Le premier vice-ministre de l'Énergie et des Mines, Argelio Jesús Abad Vigoa, a comparu ce jeudi lors de la Mesa Redonda pour attribuer exclusivement la crise électrique cubaine à l'embargo pétrolier imposé par l'administration Trump par le biais de l'Ordre Exécutif 14380, signé le 29 janvier 2026.
Cependant, les données montrent que Cuba subissait une catastrophe énergétique de proportions similaires bien avant l'entrée en vigueur de cette mesure.
Devant les caméras, Abad Vigoa a assuré que "aucun bateau avec du combustible acquis ou acheté sur le marché international" n'est arrivé dans un port cubain depuis plus de trois mois, et que le pays manque de diesel, fioul, essence, carburant pour aviation et gaz liquéfié de pétrole.
Cifré à plus de 1.400 MW la capacité installée prête à produire de l'électricité —1.100 MW de production distribuée et 330 MW de moteurs à MOA, Patanas et le Mariel— qui reste paralysée par manque de combustible, ce qui provoque un décit moyen quotidien de 1.400 MW et de entre 1.800 et 1.900 MW lors des pics de consommation électrique.
Le fonctionnaire lui-même a admis, sans remarquer la contradiction, que "si nous avions ce combustible à midi, il n'y aurait pas de coupures de courant ou nous aurions des niveaux de coupures très inférieurs, et au pic électrique, les niveaux de coupures seraient de 400, 500, 600 MW, ce qui est gérable, pouvant être réparti, planifié de manière différente".
Cette déclaration implique que, même avec du combustible, Cuba continuerait de connaître des coupures de courant de plusieurs centaines de mégawatts.
Ce que le vice-ministre omet délibérément, c'est que la crise énergétique cubaine est antérieure et structurelle.
En octobre 2024, bien avant toute mesure de Trump, un effondrement total du Système Électrique National a privé de lumière plus de la moitié de la population pendant près de 100 heures.
En décembre 2024, les déficits variaient entre 1 070 et 1 570 MW par jour.
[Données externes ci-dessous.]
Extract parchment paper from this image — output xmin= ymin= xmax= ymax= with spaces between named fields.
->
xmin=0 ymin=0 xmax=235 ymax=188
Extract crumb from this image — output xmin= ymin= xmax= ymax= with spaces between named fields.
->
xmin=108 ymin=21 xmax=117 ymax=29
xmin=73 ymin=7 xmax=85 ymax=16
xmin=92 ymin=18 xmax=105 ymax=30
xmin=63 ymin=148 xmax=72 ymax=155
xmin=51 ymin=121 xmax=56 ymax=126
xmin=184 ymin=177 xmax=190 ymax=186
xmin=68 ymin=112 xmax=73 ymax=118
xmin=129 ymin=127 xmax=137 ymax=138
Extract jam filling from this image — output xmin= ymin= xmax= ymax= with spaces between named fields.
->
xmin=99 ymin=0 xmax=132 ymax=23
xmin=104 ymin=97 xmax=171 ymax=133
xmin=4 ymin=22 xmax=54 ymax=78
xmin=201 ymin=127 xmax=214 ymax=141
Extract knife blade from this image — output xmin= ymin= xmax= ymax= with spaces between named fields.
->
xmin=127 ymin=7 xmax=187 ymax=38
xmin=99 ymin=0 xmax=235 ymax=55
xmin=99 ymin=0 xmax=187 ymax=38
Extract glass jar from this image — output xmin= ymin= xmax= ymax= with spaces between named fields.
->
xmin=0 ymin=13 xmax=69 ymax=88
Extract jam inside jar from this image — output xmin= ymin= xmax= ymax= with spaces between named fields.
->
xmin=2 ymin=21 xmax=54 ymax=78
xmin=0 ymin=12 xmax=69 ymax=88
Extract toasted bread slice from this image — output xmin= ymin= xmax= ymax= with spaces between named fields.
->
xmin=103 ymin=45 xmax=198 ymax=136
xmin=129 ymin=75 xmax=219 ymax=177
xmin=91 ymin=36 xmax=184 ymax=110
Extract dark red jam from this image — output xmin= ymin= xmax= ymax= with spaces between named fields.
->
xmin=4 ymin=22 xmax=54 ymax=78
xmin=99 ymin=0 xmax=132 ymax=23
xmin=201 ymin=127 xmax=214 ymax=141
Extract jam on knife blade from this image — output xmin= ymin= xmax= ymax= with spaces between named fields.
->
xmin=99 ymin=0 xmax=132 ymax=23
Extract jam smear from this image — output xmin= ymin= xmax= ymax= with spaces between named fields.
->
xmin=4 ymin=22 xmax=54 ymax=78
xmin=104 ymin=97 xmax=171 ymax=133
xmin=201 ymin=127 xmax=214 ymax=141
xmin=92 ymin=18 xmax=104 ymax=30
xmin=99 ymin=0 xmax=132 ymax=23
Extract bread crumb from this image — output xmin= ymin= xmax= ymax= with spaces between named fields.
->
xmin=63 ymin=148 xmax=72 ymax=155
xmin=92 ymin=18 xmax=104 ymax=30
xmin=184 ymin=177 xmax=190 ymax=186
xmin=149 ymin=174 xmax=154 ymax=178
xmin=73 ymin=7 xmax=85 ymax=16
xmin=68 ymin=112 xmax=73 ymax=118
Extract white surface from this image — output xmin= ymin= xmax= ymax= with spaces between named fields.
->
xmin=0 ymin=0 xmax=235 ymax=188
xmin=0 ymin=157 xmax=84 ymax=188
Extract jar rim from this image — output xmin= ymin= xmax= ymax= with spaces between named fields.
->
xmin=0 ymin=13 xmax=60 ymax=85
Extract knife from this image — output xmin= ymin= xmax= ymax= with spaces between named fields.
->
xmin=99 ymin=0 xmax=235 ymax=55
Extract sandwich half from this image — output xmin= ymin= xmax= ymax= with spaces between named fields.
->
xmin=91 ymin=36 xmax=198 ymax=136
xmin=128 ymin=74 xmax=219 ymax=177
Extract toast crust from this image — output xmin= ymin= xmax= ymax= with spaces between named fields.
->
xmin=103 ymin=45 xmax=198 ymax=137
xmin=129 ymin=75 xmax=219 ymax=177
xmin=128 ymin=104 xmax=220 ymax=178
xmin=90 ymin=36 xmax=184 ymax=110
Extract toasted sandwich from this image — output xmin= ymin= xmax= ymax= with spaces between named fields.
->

Entre septembre et novembre 2025, les déficits atteignaient entre 1 800 et 2 147 MW, avec des coupures de courant de plus de 20 heures dans une grande partie du pays.
En décembre 2025, 97 centrales de génération distribuée étaient déjà à l'arrêt en raison d'un manque de diesel et de fioul, représentant plus de 1 000 MW hors service, des semaines avant l'entrée en vigueur de l'ordre exécutif de Trump.
Le propre gouvernement a alors reconnu que "2026 sera difficile, il y aura des coupures de courant".
Les racines de l'effondrement sont structurelles : les sept principales centrales thermiques ont entre 35 et 50 ans et fonctionnent avec un taux de disponibilité de 35 à 45 %, alors que la norme internationale dépasse les 80 %.
Le secteur énergétique a reçu moins de 10 % des investissements publics entre 2019 et 2024, tandis que le tourisme a capté 40 %.
Cuba produit en interne environ 40 000 barils de pétrole par jour, soit moins de la moitié de ses besoins, et dépendait du pétrole vénézuélien, dont l'approvisionnement avait déjà commencé à diminuer avant 2026.
La Ordonnance Exécutive 14380 a aggravé une crise déjà existante en conduisant le Mexique —qui couvrait 44 % des importations cubaines de pétrole, évaluées à 496 millions de dollars en 2025— à suspendre les expéditions le 9 janvier 2026, et le Venezuela à cesser les approvisionnements après l'arrestation de Nicolás Maduro le 3 janvier.
Mais présenter ces mesures comme la seule cause revient à ignorer des décennies de désinvestissement et de mauvaise gestion du système électrique par la dictature.
L’Groupe d'Études de Cuba estime que la récupération du système électrique cubain nécessiterait entre 8 000 et 10 000 millions de dollars et entre trois et cinq ans, un montant inaccessibile pour une économie que le régime lui-même a menée au collapse.